Der heilige Korbinian kam 724 den Berichten nach als päpstlicher Missionar nach Freising und wirkte im Bereich des späteren gleichnamigen Bistums aus dem das heutige Erzbistum München und Freising hervorging. Er war zunächst Eremit und bezeugte dann den christlichen Glauben als Missionar. Inspiriert von diesem Heiligen will sich der Kongress damit befassen, wie die christliche Botschaft heute als individuelle Sinn- und Hoffnungsressource wie auch als gesellschaftlich wirksame Kraft positiv wahrgenommen werden könne.

Der Ankündigung zufolge wird es um eine Analyse der Situation gehen und um die Frage, wie die Kirche mit der Säkularisierung und einer in weiten Teilen Europas verbreiteten religiösen Indifferenz umgehen könne. Ein gelingendes Leben führen, das wollten im Grunde alle Menschen. Allerdings gehe das für viele offenbar auch ohne Bezug zu einer höheren Macht. Diskutiert würden die unterschiedlichen Erfahrungen mit dem kirchlichen Wiederaufbau zum Teil im religionsfeindlichen oder areligiösen Umfeld in den ehemals kommunistischen Ländern im Osten Europas. Weiteres Thema seien die verschiedenartigen Beziehungen von Kirche und Staat.

Erwartet werden zu dem Treffen der Pastoraltheologe Jan Loffeld, der Kirchenhistoriker Tomas Petracek und der Religionssoziologe Detlef Pollack. Auch der Berliner Erzbischof Heiner Koch wird in seiner Funktion als Renovabis-Bischof anwesend sein. Geplant ist zudem eine öffentliche Abendveranstaltung in Kooperation mit der Freisinger Domberg-Akademie. Deren Direktorin Claudia Pfrang spricht zum Thema „Wo ist Gott heute?“ mit dem Bischof von Pilsen, Tomas Holub, und dem bayerischen Kabarettisten Christian Springer.

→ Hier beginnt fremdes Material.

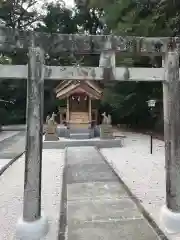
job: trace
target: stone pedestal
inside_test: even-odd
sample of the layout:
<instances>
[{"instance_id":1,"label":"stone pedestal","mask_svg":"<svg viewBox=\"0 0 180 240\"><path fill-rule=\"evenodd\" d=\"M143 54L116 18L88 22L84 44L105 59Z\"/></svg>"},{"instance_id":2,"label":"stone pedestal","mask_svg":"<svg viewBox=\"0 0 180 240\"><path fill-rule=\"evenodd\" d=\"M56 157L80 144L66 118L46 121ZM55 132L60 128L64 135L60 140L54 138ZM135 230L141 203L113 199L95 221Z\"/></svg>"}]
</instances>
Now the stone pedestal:
<instances>
[{"instance_id":1,"label":"stone pedestal","mask_svg":"<svg viewBox=\"0 0 180 240\"><path fill-rule=\"evenodd\" d=\"M48 125L45 134L45 141L58 141L59 138L56 134L57 125Z\"/></svg>"},{"instance_id":2,"label":"stone pedestal","mask_svg":"<svg viewBox=\"0 0 180 240\"><path fill-rule=\"evenodd\" d=\"M100 138L101 139L112 139L113 138L112 125L102 124L100 126Z\"/></svg>"}]
</instances>

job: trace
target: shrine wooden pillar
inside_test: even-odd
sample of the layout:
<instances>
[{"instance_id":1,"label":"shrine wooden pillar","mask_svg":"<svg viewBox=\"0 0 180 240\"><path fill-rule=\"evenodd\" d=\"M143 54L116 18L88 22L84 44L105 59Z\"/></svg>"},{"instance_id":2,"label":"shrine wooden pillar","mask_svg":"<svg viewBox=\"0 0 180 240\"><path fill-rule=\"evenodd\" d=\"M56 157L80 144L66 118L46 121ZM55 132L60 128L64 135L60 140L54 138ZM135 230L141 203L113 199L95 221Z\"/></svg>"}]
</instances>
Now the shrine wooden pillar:
<instances>
[{"instance_id":1,"label":"shrine wooden pillar","mask_svg":"<svg viewBox=\"0 0 180 240\"><path fill-rule=\"evenodd\" d=\"M92 121L92 100L91 98L89 97L89 122Z\"/></svg>"}]
</instances>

28. Internationaler Kongress Renovabis

Nach sieben Jahren findet der 28. Internationale Kongress Renovabis – Arbeitstitel: „Eine Mission haben – Glaubwürdig Zeugnis geben. Zum Umgang mit Säkularisierung und religiöser Indifferenz in Europa“ – am 11. und 12. September 2024 erstmals wieder in Freising statt. Er steht dieses Mal ganz im Zeichen des Bistums- und Stadtjubiläums „1.300 Jahre Korbinian in Freising“.